By Kenneth J. Theisen
On Monday, September 21st the Washington Post carried a front-page story by Bob Woodward based on the leaked report of General Stanley McChrystal that was sure to grab headlines. While media pundits debate who leaked it, it really doesn’t matter.
It was likely leaked by someone high-ranking within the Pentagon and possibly even by the White House, but the intent of the report, and the leak, is clearly to build a political and military case for a further escalation of Obama’s war in Afghanistan.
McChrystal’s report was based on his review of Afghan operations by U.S. and Nato forces. The report makes clear that without an increase in U.S. and other allied troops, the U.S. could lose the war in Afghanistan.
Since Obama has repeatedly referred to the Afghan war at the number one U.S. military priority this is meant to force Obama’s hand to back further escalation. In McChrystal’s words, "Resources will not win this war, but under-resourcing could lose it." This same message was delivered by Joint Chiefs Chair Admiral Mike Mullen last week in testimony before the U.S. Senate.
Obama is now faced with either escalating the war even more than he has already done, or bucking the military and trying to achieve U.S. goals with fewer resources. McChyrstal and others are telling him the U.S. can’t achieve its objectives without a substantial escalation in U.S. military presence in Afghanistan, and in fact that not escalating will likely bring about a U.S. defeat.

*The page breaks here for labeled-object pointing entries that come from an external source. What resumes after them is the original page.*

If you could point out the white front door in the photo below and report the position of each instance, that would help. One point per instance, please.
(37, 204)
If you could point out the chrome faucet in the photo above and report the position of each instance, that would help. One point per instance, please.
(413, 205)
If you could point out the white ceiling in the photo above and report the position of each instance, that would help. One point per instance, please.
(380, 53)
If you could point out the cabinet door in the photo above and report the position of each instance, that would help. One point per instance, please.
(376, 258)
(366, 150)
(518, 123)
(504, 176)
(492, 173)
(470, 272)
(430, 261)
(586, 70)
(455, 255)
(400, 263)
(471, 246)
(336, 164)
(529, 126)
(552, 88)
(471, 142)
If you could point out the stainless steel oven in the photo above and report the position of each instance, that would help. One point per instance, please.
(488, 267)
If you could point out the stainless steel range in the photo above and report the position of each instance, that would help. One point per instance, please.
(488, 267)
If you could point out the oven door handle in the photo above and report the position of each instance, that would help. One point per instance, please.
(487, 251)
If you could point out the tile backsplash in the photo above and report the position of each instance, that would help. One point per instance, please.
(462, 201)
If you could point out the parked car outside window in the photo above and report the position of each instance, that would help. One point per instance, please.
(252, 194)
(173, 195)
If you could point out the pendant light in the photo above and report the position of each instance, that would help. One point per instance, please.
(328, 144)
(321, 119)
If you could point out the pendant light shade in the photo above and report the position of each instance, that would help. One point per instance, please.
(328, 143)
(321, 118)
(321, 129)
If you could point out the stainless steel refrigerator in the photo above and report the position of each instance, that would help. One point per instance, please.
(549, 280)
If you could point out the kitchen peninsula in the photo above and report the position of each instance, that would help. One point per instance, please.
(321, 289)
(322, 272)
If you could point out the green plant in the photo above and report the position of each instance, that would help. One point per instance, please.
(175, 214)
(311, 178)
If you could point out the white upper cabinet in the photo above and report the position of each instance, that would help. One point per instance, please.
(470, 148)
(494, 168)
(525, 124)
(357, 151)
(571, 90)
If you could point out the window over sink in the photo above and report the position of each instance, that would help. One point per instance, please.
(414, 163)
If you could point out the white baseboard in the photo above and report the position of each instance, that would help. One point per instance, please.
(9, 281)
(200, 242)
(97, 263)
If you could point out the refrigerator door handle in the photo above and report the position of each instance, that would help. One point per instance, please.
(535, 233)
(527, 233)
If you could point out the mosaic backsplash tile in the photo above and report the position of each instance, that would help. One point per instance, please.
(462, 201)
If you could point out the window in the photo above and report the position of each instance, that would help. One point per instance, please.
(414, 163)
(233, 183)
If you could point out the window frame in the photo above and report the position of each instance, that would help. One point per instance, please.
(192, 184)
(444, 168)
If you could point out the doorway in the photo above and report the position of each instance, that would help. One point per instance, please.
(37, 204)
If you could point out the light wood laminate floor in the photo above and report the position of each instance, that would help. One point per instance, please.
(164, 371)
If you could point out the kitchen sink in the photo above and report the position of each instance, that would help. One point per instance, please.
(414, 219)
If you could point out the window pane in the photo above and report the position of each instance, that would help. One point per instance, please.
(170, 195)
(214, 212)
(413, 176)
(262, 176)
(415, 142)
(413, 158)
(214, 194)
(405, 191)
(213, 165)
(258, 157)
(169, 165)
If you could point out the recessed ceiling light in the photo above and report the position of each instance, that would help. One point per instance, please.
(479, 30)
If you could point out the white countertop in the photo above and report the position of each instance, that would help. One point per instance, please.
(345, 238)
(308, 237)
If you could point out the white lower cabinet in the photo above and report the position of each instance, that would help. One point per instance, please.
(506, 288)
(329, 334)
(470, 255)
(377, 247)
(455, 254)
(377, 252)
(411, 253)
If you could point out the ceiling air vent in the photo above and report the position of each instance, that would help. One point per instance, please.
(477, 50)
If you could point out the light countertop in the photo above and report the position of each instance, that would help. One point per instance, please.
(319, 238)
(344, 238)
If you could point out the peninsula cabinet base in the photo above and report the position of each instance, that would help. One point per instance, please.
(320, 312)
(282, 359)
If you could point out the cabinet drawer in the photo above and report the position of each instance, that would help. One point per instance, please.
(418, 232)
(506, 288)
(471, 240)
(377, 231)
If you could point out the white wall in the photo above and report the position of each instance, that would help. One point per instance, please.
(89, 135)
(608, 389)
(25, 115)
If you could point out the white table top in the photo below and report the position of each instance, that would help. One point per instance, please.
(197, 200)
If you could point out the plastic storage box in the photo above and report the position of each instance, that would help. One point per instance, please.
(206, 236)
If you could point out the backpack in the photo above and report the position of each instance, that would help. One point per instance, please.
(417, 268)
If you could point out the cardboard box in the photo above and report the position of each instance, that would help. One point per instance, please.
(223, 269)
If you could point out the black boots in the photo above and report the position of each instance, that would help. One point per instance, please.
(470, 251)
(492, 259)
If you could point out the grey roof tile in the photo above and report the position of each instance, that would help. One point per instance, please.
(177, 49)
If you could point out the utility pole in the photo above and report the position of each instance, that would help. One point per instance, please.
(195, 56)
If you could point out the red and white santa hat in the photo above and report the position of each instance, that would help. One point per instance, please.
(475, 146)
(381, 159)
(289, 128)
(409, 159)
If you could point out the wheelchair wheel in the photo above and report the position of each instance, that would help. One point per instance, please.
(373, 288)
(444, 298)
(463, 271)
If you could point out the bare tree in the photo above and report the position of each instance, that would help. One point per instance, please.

I don’t have a crystal ball. But I am predicting Obama will go along with the Pentagon leadership and other hawks, and further escalate the war. Obama installed McChrystal as the commander of U.S. and NATO troops on June 15th this year. A “new” counter-intelligence (COIN) strategy was then begun by the new commander. COIN warfare by its very nature is troop-intensive and for it to be “successful” in Afghanistan for the U.S. requires an increase in troops far beyond what is presently planned with just U.S., NATO, and Afghan puppet forces. This case is made by McChrystal’s report which was given to Obama three weeks ago. Without further escalation, the U.S. troop presence will be 68,000 by November, with an additional 38,000 NATO troops on the ground there. Afghan puppet forces currently include about 134,000 police and 82,000 soldiers.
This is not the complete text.